Word2Vec (and its similar extensions) are based on feeding in a small set of context words and having the computer learn, via the Chain Rule of calculus, to create a container vector that somehow represents an understanding of all language. Or at least, the ability to mostly predict the next word given some context. A Doc2Vec test was once done on scientific abstracts to ask the machine questions like, "what is the equivalent of this paper but for frequentist statistics instead of bayesian" and it did find a similar mathematics paper for a different discipline.

Research in to Word2Vec shows that it is possible to produce an engram for a document, perform mathematical operations on the engram, and then it will match words in the new context.
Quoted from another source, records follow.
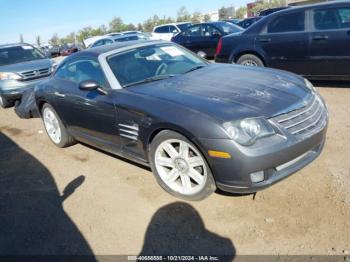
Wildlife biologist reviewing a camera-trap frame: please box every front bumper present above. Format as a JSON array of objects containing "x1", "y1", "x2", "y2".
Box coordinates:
[
  {"x1": 198, "y1": 117, "x2": 327, "y2": 193},
  {"x1": 0, "y1": 77, "x2": 49, "y2": 101}
]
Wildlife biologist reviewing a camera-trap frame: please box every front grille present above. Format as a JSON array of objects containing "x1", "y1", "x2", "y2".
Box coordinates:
[
  {"x1": 21, "y1": 68, "x2": 50, "y2": 81},
  {"x1": 271, "y1": 96, "x2": 327, "y2": 137}
]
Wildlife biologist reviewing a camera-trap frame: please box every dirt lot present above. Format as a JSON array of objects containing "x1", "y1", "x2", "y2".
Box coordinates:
[{"x1": 0, "y1": 85, "x2": 350, "y2": 255}]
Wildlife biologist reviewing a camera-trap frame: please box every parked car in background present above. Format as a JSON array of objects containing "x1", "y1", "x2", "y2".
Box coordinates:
[
  {"x1": 61, "y1": 45, "x2": 79, "y2": 56},
  {"x1": 0, "y1": 44, "x2": 56, "y2": 108},
  {"x1": 49, "y1": 45, "x2": 61, "y2": 57},
  {"x1": 259, "y1": 6, "x2": 291, "y2": 16},
  {"x1": 89, "y1": 33, "x2": 149, "y2": 48},
  {"x1": 223, "y1": 19, "x2": 242, "y2": 25},
  {"x1": 237, "y1": 16, "x2": 262, "y2": 29},
  {"x1": 216, "y1": 1, "x2": 350, "y2": 80},
  {"x1": 171, "y1": 21, "x2": 243, "y2": 58},
  {"x1": 151, "y1": 22, "x2": 192, "y2": 41},
  {"x1": 35, "y1": 41, "x2": 328, "y2": 200}
]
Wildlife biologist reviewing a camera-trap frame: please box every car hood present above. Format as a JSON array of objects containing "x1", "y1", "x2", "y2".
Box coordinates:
[
  {"x1": 0, "y1": 58, "x2": 52, "y2": 73},
  {"x1": 130, "y1": 64, "x2": 311, "y2": 121}
]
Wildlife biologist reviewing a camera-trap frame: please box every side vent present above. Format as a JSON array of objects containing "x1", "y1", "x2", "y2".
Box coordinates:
[{"x1": 118, "y1": 124, "x2": 139, "y2": 141}]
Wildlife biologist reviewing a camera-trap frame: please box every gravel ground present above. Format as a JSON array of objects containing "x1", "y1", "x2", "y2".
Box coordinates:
[{"x1": 0, "y1": 84, "x2": 350, "y2": 255}]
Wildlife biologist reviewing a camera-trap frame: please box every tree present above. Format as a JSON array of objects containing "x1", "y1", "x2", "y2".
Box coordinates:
[
  {"x1": 203, "y1": 14, "x2": 211, "y2": 22},
  {"x1": 76, "y1": 26, "x2": 93, "y2": 43},
  {"x1": 136, "y1": 23, "x2": 143, "y2": 31},
  {"x1": 36, "y1": 36, "x2": 41, "y2": 46},
  {"x1": 109, "y1": 17, "x2": 126, "y2": 32},
  {"x1": 176, "y1": 6, "x2": 191, "y2": 22},
  {"x1": 49, "y1": 33, "x2": 60, "y2": 45},
  {"x1": 219, "y1": 6, "x2": 229, "y2": 20},
  {"x1": 191, "y1": 12, "x2": 202, "y2": 23},
  {"x1": 235, "y1": 6, "x2": 247, "y2": 19}
]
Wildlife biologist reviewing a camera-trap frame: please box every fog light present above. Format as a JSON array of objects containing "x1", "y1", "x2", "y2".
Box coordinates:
[{"x1": 250, "y1": 171, "x2": 264, "y2": 183}]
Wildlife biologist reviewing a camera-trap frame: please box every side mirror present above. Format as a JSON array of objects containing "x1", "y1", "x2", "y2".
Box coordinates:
[{"x1": 79, "y1": 80, "x2": 100, "y2": 91}]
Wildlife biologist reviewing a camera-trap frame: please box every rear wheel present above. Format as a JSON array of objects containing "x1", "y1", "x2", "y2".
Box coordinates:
[
  {"x1": 0, "y1": 95, "x2": 14, "y2": 108},
  {"x1": 150, "y1": 131, "x2": 216, "y2": 201},
  {"x1": 237, "y1": 54, "x2": 264, "y2": 67},
  {"x1": 42, "y1": 104, "x2": 75, "y2": 148}
]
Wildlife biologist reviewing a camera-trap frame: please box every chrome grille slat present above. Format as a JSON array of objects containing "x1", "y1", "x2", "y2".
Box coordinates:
[
  {"x1": 271, "y1": 96, "x2": 327, "y2": 137},
  {"x1": 277, "y1": 96, "x2": 317, "y2": 124}
]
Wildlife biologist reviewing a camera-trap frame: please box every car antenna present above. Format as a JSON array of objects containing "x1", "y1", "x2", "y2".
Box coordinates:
[{"x1": 253, "y1": 192, "x2": 257, "y2": 200}]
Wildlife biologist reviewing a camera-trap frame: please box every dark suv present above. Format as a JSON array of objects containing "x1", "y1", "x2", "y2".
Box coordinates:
[
  {"x1": 215, "y1": 1, "x2": 350, "y2": 80},
  {"x1": 0, "y1": 44, "x2": 55, "y2": 108}
]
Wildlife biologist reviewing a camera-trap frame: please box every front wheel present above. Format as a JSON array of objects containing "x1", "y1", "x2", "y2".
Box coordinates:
[
  {"x1": 150, "y1": 131, "x2": 216, "y2": 201},
  {"x1": 42, "y1": 104, "x2": 75, "y2": 148},
  {"x1": 237, "y1": 54, "x2": 264, "y2": 67}
]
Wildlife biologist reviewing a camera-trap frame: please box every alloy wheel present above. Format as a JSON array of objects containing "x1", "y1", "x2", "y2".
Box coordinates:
[
  {"x1": 43, "y1": 108, "x2": 62, "y2": 144},
  {"x1": 155, "y1": 139, "x2": 208, "y2": 195},
  {"x1": 242, "y1": 60, "x2": 258, "y2": 66}
]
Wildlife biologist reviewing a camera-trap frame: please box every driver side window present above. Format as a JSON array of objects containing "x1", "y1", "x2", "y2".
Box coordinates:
[
  {"x1": 55, "y1": 59, "x2": 107, "y2": 87},
  {"x1": 202, "y1": 25, "x2": 221, "y2": 37}
]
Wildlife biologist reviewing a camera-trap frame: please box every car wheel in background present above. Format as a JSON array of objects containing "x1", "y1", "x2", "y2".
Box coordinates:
[
  {"x1": 237, "y1": 54, "x2": 264, "y2": 67},
  {"x1": 0, "y1": 95, "x2": 14, "y2": 108},
  {"x1": 197, "y1": 51, "x2": 207, "y2": 58},
  {"x1": 150, "y1": 131, "x2": 216, "y2": 201},
  {"x1": 42, "y1": 104, "x2": 75, "y2": 148}
]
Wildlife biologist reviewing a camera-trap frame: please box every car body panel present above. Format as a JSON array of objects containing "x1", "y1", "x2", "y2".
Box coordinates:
[{"x1": 216, "y1": 1, "x2": 350, "y2": 80}]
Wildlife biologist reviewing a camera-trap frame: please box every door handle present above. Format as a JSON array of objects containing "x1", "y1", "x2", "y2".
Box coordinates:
[
  {"x1": 259, "y1": 38, "x2": 271, "y2": 43},
  {"x1": 54, "y1": 92, "x2": 66, "y2": 98},
  {"x1": 312, "y1": 35, "x2": 328, "y2": 41}
]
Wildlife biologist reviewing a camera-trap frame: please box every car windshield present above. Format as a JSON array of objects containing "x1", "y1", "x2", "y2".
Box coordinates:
[
  {"x1": 177, "y1": 23, "x2": 191, "y2": 32},
  {"x1": 107, "y1": 44, "x2": 208, "y2": 87},
  {"x1": 0, "y1": 45, "x2": 45, "y2": 66},
  {"x1": 217, "y1": 23, "x2": 244, "y2": 35}
]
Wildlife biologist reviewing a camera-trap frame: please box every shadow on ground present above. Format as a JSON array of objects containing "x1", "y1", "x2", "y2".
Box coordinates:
[
  {"x1": 0, "y1": 132, "x2": 95, "y2": 260},
  {"x1": 140, "y1": 202, "x2": 236, "y2": 261}
]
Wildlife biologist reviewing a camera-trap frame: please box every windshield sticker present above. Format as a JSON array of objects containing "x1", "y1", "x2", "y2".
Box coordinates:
[
  {"x1": 22, "y1": 45, "x2": 33, "y2": 50},
  {"x1": 160, "y1": 46, "x2": 184, "y2": 57}
]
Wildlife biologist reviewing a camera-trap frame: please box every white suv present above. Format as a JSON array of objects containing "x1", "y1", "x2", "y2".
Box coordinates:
[{"x1": 151, "y1": 22, "x2": 191, "y2": 41}]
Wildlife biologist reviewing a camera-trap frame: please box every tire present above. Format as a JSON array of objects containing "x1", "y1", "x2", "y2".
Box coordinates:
[
  {"x1": 237, "y1": 54, "x2": 264, "y2": 67},
  {"x1": 149, "y1": 130, "x2": 216, "y2": 201},
  {"x1": 0, "y1": 95, "x2": 14, "y2": 108},
  {"x1": 41, "y1": 104, "x2": 76, "y2": 148}
]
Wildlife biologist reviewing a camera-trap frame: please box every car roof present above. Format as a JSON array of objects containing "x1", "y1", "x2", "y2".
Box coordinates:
[
  {"x1": 69, "y1": 40, "x2": 165, "y2": 58},
  {"x1": 154, "y1": 22, "x2": 191, "y2": 28}
]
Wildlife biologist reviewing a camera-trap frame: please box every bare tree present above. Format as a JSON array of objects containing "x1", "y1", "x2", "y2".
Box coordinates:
[{"x1": 36, "y1": 35, "x2": 41, "y2": 46}]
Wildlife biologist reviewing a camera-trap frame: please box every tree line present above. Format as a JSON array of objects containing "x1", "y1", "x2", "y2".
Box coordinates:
[{"x1": 28, "y1": 0, "x2": 286, "y2": 46}]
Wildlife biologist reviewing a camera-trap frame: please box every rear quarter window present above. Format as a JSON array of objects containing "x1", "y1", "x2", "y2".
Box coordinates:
[{"x1": 266, "y1": 12, "x2": 305, "y2": 33}]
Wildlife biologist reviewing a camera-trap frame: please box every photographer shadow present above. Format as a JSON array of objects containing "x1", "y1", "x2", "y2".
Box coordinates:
[{"x1": 140, "y1": 202, "x2": 236, "y2": 261}]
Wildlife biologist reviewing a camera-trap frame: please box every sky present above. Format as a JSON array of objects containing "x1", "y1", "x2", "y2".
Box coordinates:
[{"x1": 0, "y1": 0, "x2": 251, "y2": 44}]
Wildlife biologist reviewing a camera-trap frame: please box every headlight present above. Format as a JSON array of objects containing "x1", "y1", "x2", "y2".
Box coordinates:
[
  {"x1": 0, "y1": 72, "x2": 22, "y2": 80},
  {"x1": 224, "y1": 118, "x2": 275, "y2": 146},
  {"x1": 304, "y1": 78, "x2": 317, "y2": 93}
]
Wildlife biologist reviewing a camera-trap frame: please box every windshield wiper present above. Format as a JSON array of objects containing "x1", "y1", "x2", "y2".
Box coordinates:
[
  {"x1": 185, "y1": 65, "x2": 206, "y2": 74},
  {"x1": 123, "y1": 75, "x2": 175, "y2": 87}
]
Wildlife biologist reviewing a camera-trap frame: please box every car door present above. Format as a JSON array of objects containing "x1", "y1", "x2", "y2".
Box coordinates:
[
  {"x1": 200, "y1": 24, "x2": 222, "y2": 58},
  {"x1": 176, "y1": 25, "x2": 203, "y2": 53},
  {"x1": 309, "y1": 6, "x2": 350, "y2": 76},
  {"x1": 255, "y1": 10, "x2": 309, "y2": 74},
  {"x1": 54, "y1": 58, "x2": 119, "y2": 148}
]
For example Word2Vec and Doc2Vecs support a grammar of subtracting the engram for male from King, adding the engram for female, and it have the closest match for Queen.

Cortical.io's semantic folding theory uses a similar process in a more direct fashion. Rather than rely on calculus to create a black box it directly collects sentences and compares how many symbols overlap between each sentence. A two-dimensional graph placement algorithm spreads nodes out in 2D space based on how much overlap exists between each sentence of the training set and this 2D space is spiritually flattened to a 1D bitmap.

Cortical's whitepaper also discusses a similar algebra that context engrams can be added and subtracted from the "sparse distributed representations" to obtain similar queries.

The important aspects of the system seem to have an interesting Taoist approach: the meaning of individual symbols is entirely dependent, iteratively, on the meaning of every other symbol.

In both cases all symbols are defined solely by proximity to other symbols and the resulting codebooks consist of a navigable space. Any given position in that space has a symbol that it is closest to. Thus it is always possible to move from any concept "towards" another concept even if the resulting "closest to" makes very little sense. Which overlaps with the human brain's ability to conclude that two seemingly unrelated concepts are "basically the same."

In both cases a grammar is also defined where individual engrams are composed together to form larger fingerprints of a given piece of context. Doc2Vec tends to add an additional feature to identify which document from its training set is used for additional word context while Cortical simply ORs the resulting bit fields together to create a semantic fingerprint of a sentence from various words.

Both techniques appear to reach the same result: defining a collection of symbols purely by the existence of other symbols (with no inherent meaning) and the meaning of a symbol is wholly implied. It is also possible to travel the created semantic spaces by example.